Со дня моего ареста в марте 2004 года до судебного разбирательства в октябре 2005 года я находился в окружной тюрьме, не совершив никакого преступления. Видимо, те, в чьих руках находится власть, считали Восьмую поправку к нашей Конституции не более чем шуткой. «Достопочтенная» судья Элен Ропер предпочла проигнорировать норму о недопустимости чрезмерной суммы залога, назначив сумму в 20 миллионов долларов – самый крупный залог в такого рода делах, когда-либо рассматривавшихся. Мы пытались привлечь к ответственности виновных в принятии этого совершенно бессмысленного и предвзятого решения, но вскоре поняли, что представители судебной системы не хотят признавать своих коллег виновными в совершенных действиях. Многие удивлялись тому, как я вообще мог оказаться в суде в качестве главного подозреваемого, учитывая то, что показания Эриксона были полны противоречий и не были даже похожи на правду. Ни один из обнаруженных на месте преступления образцов ДНК не совпадал ни с моей ДНК, ни с ДНК Чарльза. У меня не было ни одного мотива для совершения преступления. Я раньше никогда прежде не привлекался к уголовной ответственности. Было очевидно, что ни одного доказательства моей причастности к делу не было и нет.
Те же люди пошли дальше полицейского отделения Колумбии и амбициозного прокурора Кевина Крейна. Получив перед дачей показаний ценные указания в офисе Крейна, Чарльз Эриксон предстал перед присяжными абсолютно другим человеком. Уверенно давая свидетельские показания, Эриксон указал на меня как на виновного в убийстве Кента Хейсолта. При этом он (разумеется, с помощью Крейна) описал детали убийства, о которых ему не было известно еще год назад.

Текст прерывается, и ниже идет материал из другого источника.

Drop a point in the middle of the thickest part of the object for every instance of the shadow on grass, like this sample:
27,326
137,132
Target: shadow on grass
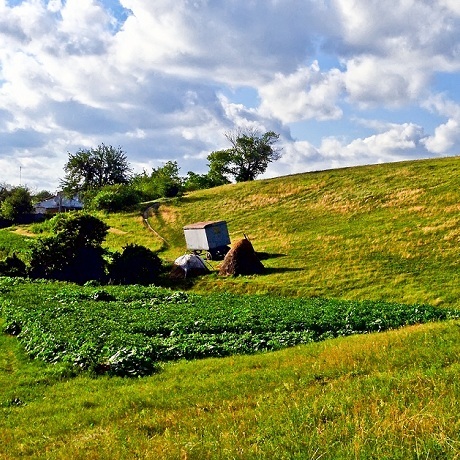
275,270
268,255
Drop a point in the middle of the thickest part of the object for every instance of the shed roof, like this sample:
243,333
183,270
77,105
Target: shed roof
200,225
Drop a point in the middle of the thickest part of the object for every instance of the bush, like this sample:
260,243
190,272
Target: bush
115,198
74,253
135,265
12,266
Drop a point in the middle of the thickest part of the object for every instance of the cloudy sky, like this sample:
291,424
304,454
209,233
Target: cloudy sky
344,82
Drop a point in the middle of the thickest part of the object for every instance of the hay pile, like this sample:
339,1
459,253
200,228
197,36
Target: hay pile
241,260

Тем не менее мои адвокаты с трудом давали отпор – частично из-за того, что они не были подготовлены к заседанию надлежащим образом (что, к сожалению, часто выясняется уже после того, как адвокаты получают гонорар), частично потому, что им не были предоставлены все проходящие по делу улики, чтобы они могли вести дело как следует. Непредставление защите всех документов по делу является незаконным. Но поскольку Верховный суд не станет привлекать к ответственности офицеров полиции или прокуроров, виновных в сокрытии улик, то такое происходит при рассмотрении большинства подобных дел. Это примерно то же самое, что запретить вождение в пьяном виде, а потом, вместо того чтобы привлекать нарушителей к ответственности, не считать это преступлением и не сажать преступников в тюрьму, а говорить в качестве судебного решения: «Я уверен, что вы не хотели пить и сбивать тех детей. Если уж на то пошло, как вы можете быть виноватым в том, что они вышли на дорогу?» Оказывается, нет НИКАКОГО реального привлечения к ответственности. Вождение в пьяном виде не прекратится, если не наказывать правонарушителей. А полицейские и прокуроры будут продолжать скрывать улики и разрушать бесчисленные жизни, будучи уверенными, что им не грозит ничего страшнее небольшого выговора.